Over the years my love for fiction grew, culminating into an obsession.  I would hunt out new and exciting authors, strange new worlds and unpredictable circumstances.  I was an addict for the written word.

It was not until I grew older and wiser that my imagination started to stretch forth, creating different and exciting images for me to record.  Unfortunately, I lacked the patience to put pen to paper, and many of my early works fell from my mind to the either.  Time passed, life changed, I felt my world become chaotic and without focus.

The unbelievable happed, I found my wife and we married.  Her influence on me helped spark my imagination once more, allowing me to place the preverbal pen to paper once more, and I started writing again.  Short stories at first, starting with a story of a friend trying to put out her recycling when an ignorant garbage man blocked access to the bins.  Since then, I have imagined the sacrifice of life, giving of oneself for honor and country, memories of my youth and fictional prose.

One day a friend told me to write a book, and hence my world changed.  I was a kid in a candy store, reaching out for what I believed would be an outlet of imagination.  I learned how to write.

At first, I believed I knew how to build a book.  Heck, I read so many it would be an easy process.  I would sit down and start typing (my handwriting is illegible, and I would not put anyone through reading it, not even myself).  I was sure I knew how to build a character, story, plot, apex and scenery.  I was mistaken.  Even with the knowledge imparted to me by wonderful teachers in my youth, I found myself lacking.  Not when I finished the first book, but afterward, when I started reading it.

A long-time friend told me the truth of it, there was really good writing in the book, and really bad writing.  I believe I can identify it now, after working with writing groups and taking courses both on and off line.  I found others seeking me out for advice after I had honed my craft.  Now, after working on releasing my second full novel, I look back and see the road was a hard path, not an easy walk.  All things in life worth having are difficult to achieve, for if they were easy, everyone would be happy.

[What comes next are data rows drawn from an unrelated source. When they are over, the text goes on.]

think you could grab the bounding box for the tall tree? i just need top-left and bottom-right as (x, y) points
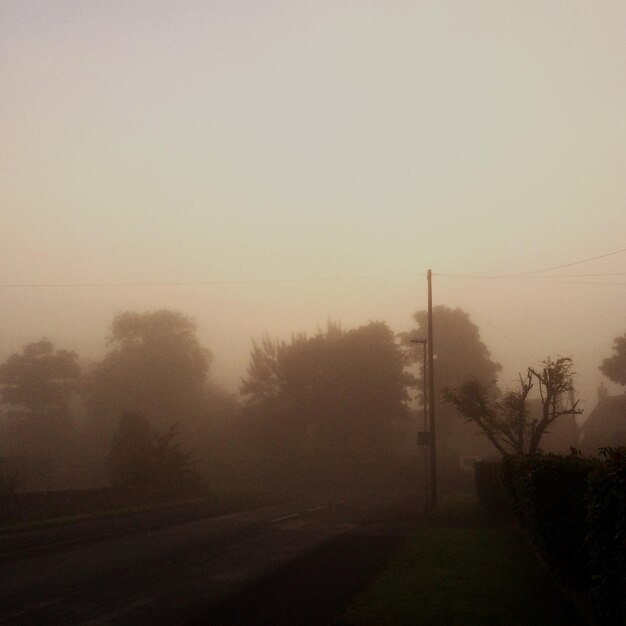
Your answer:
(0, 340), (81, 489)
(87, 310), (211, 433)
(403, 306), (501, 455)
(240, 321), (413, 484)
(600, 332), (626, 386)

Today, people seek me out to help them with their novels, to critique prose they put to paper, and generally ask for advice.  It is flattering, when a person who dislikes Science Fiction readers your work and gets hooked.  So far I have caused such to happen in several readers.  I have been flattered by some, and embarrassed by others.  But I still write.

Enjoy what you read here.  Some is raw writing without edits, some is polished work, but all is for your enjoyment.